Best Practices for YAML

This page has information on features of YAML which will be useful while writing the configuration files for DataOS Resources

  1. Declare multiple entities and Resource-instances in a single YAML file. To do this, use three dashes --- to separate the two entities. For example, we can create a Depot while using the reference of a Secret in the same config file.

    version: v1
    name: s3-pos-rw
    type: secret
    secret:
      type: key-value-properties
      acl: rw
      data:
        accesskeyid: 
        secretkey: 
        awsaccesskeyid: 
        awssecretaccesskey: 
    ---
    version: v1
    name:
    type: depot
    tags:
    layer: user
    depot:
      type: S3
      description:
      spec:
        bucket: 
        relativePath:
      external: true
    # using the 'Secret' created & stored previously
      dataosSecrets:   
        - name: s3-pos-rw
          workspace: public
          keys: 
            - public_s3-pos-rw
    
  2. YAML supports mapping, which are unordered collections of key-value pairs. Mappings are represented using a colon followed by whitespace.

    person:
      name: John Doe
      age: 30
    

    In the above example, person is a mapping with keys name & age, and their corresponding values.

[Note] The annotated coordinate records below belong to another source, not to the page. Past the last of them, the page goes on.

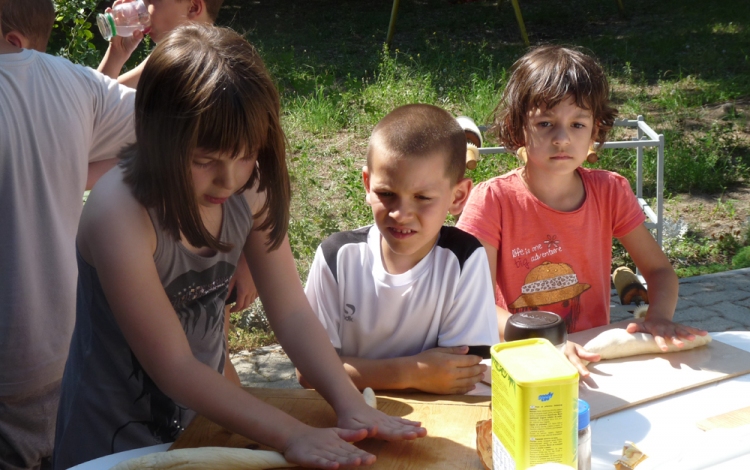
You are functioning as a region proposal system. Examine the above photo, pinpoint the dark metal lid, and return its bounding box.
[504,310,568,346]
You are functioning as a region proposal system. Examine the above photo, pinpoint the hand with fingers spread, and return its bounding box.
[338,401,427,441]
[411,346,487,395]
[283,425,375,469]
[626,315,708,351]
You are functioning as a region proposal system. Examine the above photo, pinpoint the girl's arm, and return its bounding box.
[244,191,427,440]
[297,346,487,395]
[619,225,707,351]
[78,171,375,468]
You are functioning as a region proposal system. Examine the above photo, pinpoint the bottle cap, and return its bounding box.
[504,310,568,346]
[578,398,591,431]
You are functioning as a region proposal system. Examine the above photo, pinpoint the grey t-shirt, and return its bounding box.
[54,195,253,468]
[0,49,135,396]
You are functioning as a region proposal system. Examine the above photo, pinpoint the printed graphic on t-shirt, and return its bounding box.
[508,235,591,333]
[110,261,235,453]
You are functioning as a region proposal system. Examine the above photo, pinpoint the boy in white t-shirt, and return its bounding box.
[298,104,499,394]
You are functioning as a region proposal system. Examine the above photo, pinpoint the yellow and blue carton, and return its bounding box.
[491,338,578,470]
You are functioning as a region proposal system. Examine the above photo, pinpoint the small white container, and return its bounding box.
[578,398,591,470]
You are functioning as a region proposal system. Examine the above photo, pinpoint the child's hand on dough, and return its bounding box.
[625,315,708,351]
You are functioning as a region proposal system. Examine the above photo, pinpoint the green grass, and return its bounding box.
[220,0,750,346]
[54,0,750,348]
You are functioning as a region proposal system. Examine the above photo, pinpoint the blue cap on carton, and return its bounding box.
[578,398,590,431]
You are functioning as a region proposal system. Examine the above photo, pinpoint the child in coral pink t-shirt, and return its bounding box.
[458,46,706,376]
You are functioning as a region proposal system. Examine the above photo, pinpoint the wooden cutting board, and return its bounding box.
[170,388,491,470]
[569,320,750,419]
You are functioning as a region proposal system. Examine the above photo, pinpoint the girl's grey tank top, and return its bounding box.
[54,195,253,468]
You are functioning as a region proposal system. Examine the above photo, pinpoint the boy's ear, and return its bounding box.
[448,178,472,217]
[5,31,32,49]
[188,0,206,21]
[362,165,371,204]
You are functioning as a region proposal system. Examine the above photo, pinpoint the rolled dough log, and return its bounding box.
[110,447,297,470]
[583,328,711,366]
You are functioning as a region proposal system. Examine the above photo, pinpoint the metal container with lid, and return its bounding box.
[504,310,568,352]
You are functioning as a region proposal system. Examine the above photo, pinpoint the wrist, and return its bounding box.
[393,356,421,390]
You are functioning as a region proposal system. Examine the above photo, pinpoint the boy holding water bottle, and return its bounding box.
[97,0,224,88]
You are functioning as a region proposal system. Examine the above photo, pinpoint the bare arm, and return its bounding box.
[96,31,143,81]
[117,58,148,88]
[224,308,242,387]
[619,225,707,351]
[297,346,487,395]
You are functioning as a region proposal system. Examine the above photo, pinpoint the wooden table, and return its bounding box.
[171,388,490,470]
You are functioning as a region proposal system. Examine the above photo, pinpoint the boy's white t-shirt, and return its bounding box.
[0,50,135,397]
[305,225,500,359]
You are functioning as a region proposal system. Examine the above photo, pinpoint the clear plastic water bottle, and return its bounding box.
[96,0,151,41]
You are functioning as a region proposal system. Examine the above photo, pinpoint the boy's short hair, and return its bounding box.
[120,23,291,251]
[0,0,55,51]
[493,45,617,150]
[203,0,224,22]
[367,104,466,184]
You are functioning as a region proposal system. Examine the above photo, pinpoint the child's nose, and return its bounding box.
[388,201,413,222]
[552,126,570,144]
[216,165,235,189]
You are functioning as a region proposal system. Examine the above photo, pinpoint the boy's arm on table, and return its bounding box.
[619,225,707,351]
[244,191,426,440]
[297,346,487,395]
[78,172,374,468]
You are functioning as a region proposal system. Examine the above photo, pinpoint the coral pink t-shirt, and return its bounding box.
[458,168,645,333]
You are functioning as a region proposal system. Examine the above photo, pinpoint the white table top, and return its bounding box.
[73,331,750,470]
[591,331,750,470]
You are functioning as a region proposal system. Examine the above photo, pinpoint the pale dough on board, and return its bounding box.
[110,387,378,470]
[583,328,711,366]
[110,447,297,470]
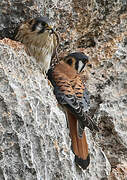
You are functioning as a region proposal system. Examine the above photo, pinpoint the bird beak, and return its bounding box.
[46,26,54,34]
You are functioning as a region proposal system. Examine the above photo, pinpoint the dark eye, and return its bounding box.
[67,59,72,65]
[28,19,33,25]
[41,22,46,26]
[87,64,92,68]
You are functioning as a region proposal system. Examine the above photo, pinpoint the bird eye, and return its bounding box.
[67,59,72,65]
[41,22,47,26]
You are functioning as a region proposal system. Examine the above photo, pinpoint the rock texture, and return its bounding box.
[0,39,111,180]
[0,0,127,180]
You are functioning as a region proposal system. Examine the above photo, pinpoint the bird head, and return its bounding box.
[28,16,54,34]
[64,52,88,73]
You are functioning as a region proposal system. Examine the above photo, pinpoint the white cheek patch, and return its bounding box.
[78,61,84,73]
[36,23,42,31]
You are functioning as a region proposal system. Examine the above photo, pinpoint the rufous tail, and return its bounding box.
[67,110,90,169]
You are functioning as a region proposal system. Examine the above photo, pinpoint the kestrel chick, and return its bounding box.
[48,52,98,169]
[16,17,58,74]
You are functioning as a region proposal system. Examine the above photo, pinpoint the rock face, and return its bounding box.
[0,0,127,180]
[0,39,110,180]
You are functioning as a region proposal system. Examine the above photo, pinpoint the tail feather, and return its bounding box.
[67,111,90,169]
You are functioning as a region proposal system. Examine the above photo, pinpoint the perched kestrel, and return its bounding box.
[48,52,98,169]
[16,17,58,74]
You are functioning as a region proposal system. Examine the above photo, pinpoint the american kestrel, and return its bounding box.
[15,17,59,74]
[48,52,98,169]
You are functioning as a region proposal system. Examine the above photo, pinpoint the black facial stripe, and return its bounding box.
[38,28,45,34]
[80,64,85,72]
[75,61,79,70]
[67,59,72,65]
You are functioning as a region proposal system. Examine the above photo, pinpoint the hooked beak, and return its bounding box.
[46,26,54,34]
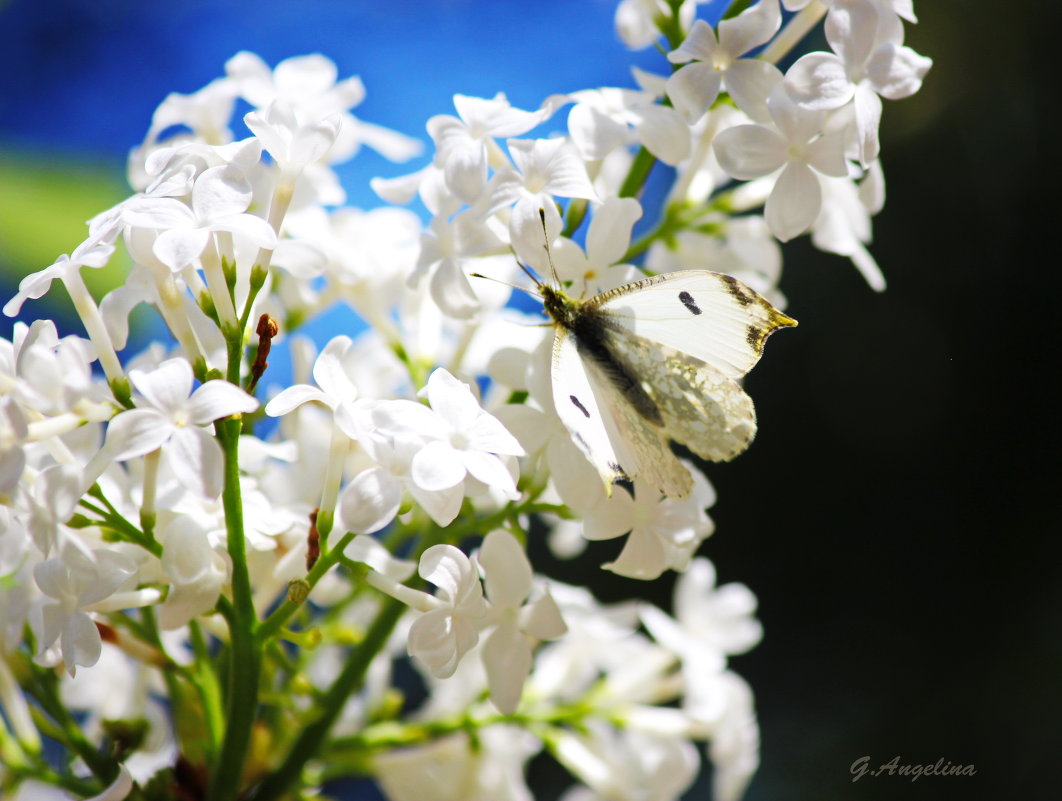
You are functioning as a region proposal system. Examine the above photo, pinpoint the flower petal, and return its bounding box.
[339,467,401,533]
[764,161,822,242]
[477,531,531,609]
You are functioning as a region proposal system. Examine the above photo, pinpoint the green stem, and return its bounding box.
[251,598,406,801]
[207,418,261,801]
[188,620,225,754]
[258,531,354,643]
[25,667,118,787]
[619,148,656,198]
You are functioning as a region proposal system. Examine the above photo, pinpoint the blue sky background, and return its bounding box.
[0,0,719,205]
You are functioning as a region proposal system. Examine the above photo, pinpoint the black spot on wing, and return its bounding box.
[568,395,590,417]
[744,325,767,353]
[679,290,701,314]
[720,269,755,306]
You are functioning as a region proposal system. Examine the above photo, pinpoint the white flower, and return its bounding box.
[3,237,115,317]
[105,359,258,498]
[667,0,782,123]
[144,78,236,146]
[243,101,340,175]
[123,165,276,272]
[158,515,228,629]
[583,470,715,580]
[478,531,567,715]
[489,138,597,274]
[225,51,422,163]
[553,198,641,297]
[568,87,689,166]
[553,721,700,801]
[641,558,764,669]
[30,538,136,676]
[373,725,542,801]
[408,545,486,679]
[409,211,501,320]
[411,368,524,500]
[715,84,847,242]
[785,0,932,166]
[266,335,371,440]
[428,92,546,203]
[696,670,759,801]
[23,464,84,557]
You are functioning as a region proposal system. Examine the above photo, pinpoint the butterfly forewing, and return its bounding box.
[585,270,797,378]
[552,328,630,493]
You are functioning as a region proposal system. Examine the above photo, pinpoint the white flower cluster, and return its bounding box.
[0,6,930,801]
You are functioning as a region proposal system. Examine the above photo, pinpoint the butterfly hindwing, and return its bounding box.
[583,344,693,498]
[609,331,756,462]
[585,270,797,378]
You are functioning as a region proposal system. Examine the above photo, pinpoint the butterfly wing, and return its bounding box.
[552,327,692,497]
[585,270,797,378]
[607,331,756,462]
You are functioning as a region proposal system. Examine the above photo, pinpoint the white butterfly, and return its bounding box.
[538,270,797,497]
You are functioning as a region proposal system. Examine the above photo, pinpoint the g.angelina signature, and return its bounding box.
[849,755,977,782]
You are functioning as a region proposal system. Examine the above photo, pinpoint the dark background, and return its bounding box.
[0,0,1062,801]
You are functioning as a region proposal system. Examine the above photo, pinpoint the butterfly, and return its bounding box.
[536,265,797,497]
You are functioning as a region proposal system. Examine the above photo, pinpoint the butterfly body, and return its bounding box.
[539,270,797,497]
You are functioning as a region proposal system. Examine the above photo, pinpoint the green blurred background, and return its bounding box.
[0,0,1062,801]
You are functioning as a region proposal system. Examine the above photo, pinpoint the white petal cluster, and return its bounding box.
[0,0,931,801]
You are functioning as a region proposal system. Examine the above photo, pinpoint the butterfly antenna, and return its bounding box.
[468,274,542,301]
[538,206,561,287]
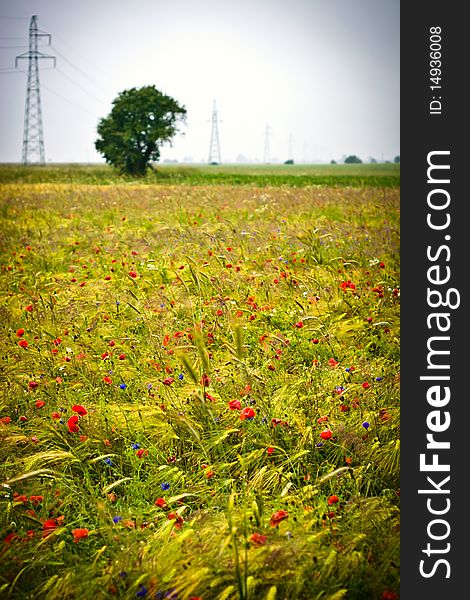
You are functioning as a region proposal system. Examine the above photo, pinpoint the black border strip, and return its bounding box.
[400,0,470,600]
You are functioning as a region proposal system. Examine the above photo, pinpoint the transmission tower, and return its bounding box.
[209,100,221,165]
[263,124,271,164]
[15,15,56,165]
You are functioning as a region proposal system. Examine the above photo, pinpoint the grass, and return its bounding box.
[0,167,400,600]
[0,163,400,187]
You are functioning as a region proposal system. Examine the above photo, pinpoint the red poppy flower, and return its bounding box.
[72,528,89,543]
[269,509,289,527]
[249,533,267,548]
[13,492,28,504]
[42,519,57,537]
[201,373,211,387]
[67,415,80,433]
[240,406,256,421]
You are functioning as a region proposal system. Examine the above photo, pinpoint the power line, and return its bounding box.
[15,15,56,165]
[52,46,106,92]
[56,69,105,104]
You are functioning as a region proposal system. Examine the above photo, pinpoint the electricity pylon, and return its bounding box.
[209,100,221,165]
[15,15,56,165]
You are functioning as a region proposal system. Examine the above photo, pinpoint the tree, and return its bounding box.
[95,85,186,175]
[344,154,362,165]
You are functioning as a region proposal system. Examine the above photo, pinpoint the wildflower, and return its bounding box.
[249,533,267,548]
[67,415,80,433]
[72,528,89,543]
[240,406,256,421]
[29,496,44,506]
[269,509,289,527]
[42,519,57,537]
[167,512,184,529]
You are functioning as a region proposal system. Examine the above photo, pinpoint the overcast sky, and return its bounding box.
[0,0,400,163]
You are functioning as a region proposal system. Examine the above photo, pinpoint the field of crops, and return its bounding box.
[0,167,400,600]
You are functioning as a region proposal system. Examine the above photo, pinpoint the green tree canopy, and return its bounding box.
[95,85,186,175]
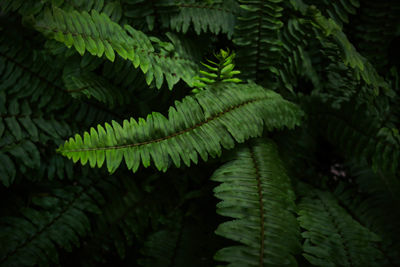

  3. YAML supports lists & arrays using the dash - followed by a space. The list, in turn can have mappings or objects or simple key-value pairs.

    fruits:
      - apple: no
      - banana:  
          price: 24
          rotten: yes
      - orange: dozen
    ---
    vegetables:
      - donoteat
      - tastesbad
    

    In the above example, fruits is a list of objects, while vegetables is an array. Mappings & arrays can also be declared using the flow style syntax.

    fruits: [apple: no, orange: dozen]
    vegetables: [donoteat, tastesbad]
    
  4. The objects at the same hierarchical level are interchangeable in order. For example, a new Secret is created using the following config file:

    version: v1
    name: s3-pos-rw
    type: secret
    secret:
      type: key-value-properties
      acl: rw
      data:
        accesskeyid: ${{access key id}}
        secretkey: ${{secret key}}
        awsaccesskeyid: ${{aws access key id}}
        awssecretaccesskey: ${{aws secret access key}}
    

    The same Secret can be created by using applying this config file:

    version: v1
    type: secret
    name: s3-pos-rw
    secret:
      acl: rw
      type: key-value-properties
      data:
        accesskeyid: ${{access key id}}
        secretkey: ${{secret key}}
        awsaccesskeyid: ${{aws access key id}}
        awssecretaccesskey: ${{aws secret access key}} 
    

    Note that the order of objects is different in the two cases. Yet, both the config files are parsed in exactly the same manner, and will create the same Secret.

  5. The number of spaces used for indentation at the same hierarchical level of the config file must be same. This is specifically important when creating a nested list of objects.

    version: v1
    name:
    description: This is a sample template
    workflow:
      title:
      schedule:
          cron:
          concurrencyPolicy:
      dag: 
                # Job 1 (There should be at least one job within a DAG)
          - name:
            title:
            spec:
              stack: ${{stack1-version}}
              compute:
    
          # Job 2
          - name:
            title:
            spec:
              stack: ${{stack2-version}}
              compute:
    
            dependencies:
              - 
    

    The attributes, title, schedule and dag are at the same hierarchical level, hence each has the same indentation of two spaces. While the nested objects within these fields, like the cron, list of jobs and spec have indentations of four spaces.

  6. The pipe character is used to represent multiline string. This is useful when dealing with complex or larger data. For example,

    stackSpec:
      job:
        inputs:
          - name:
        steps:
          - sequence:
            - name:
              doc: 
              sql: |
                SELECT *
                FROM my_table
                WHERE condition = 'some_value';
        outputs: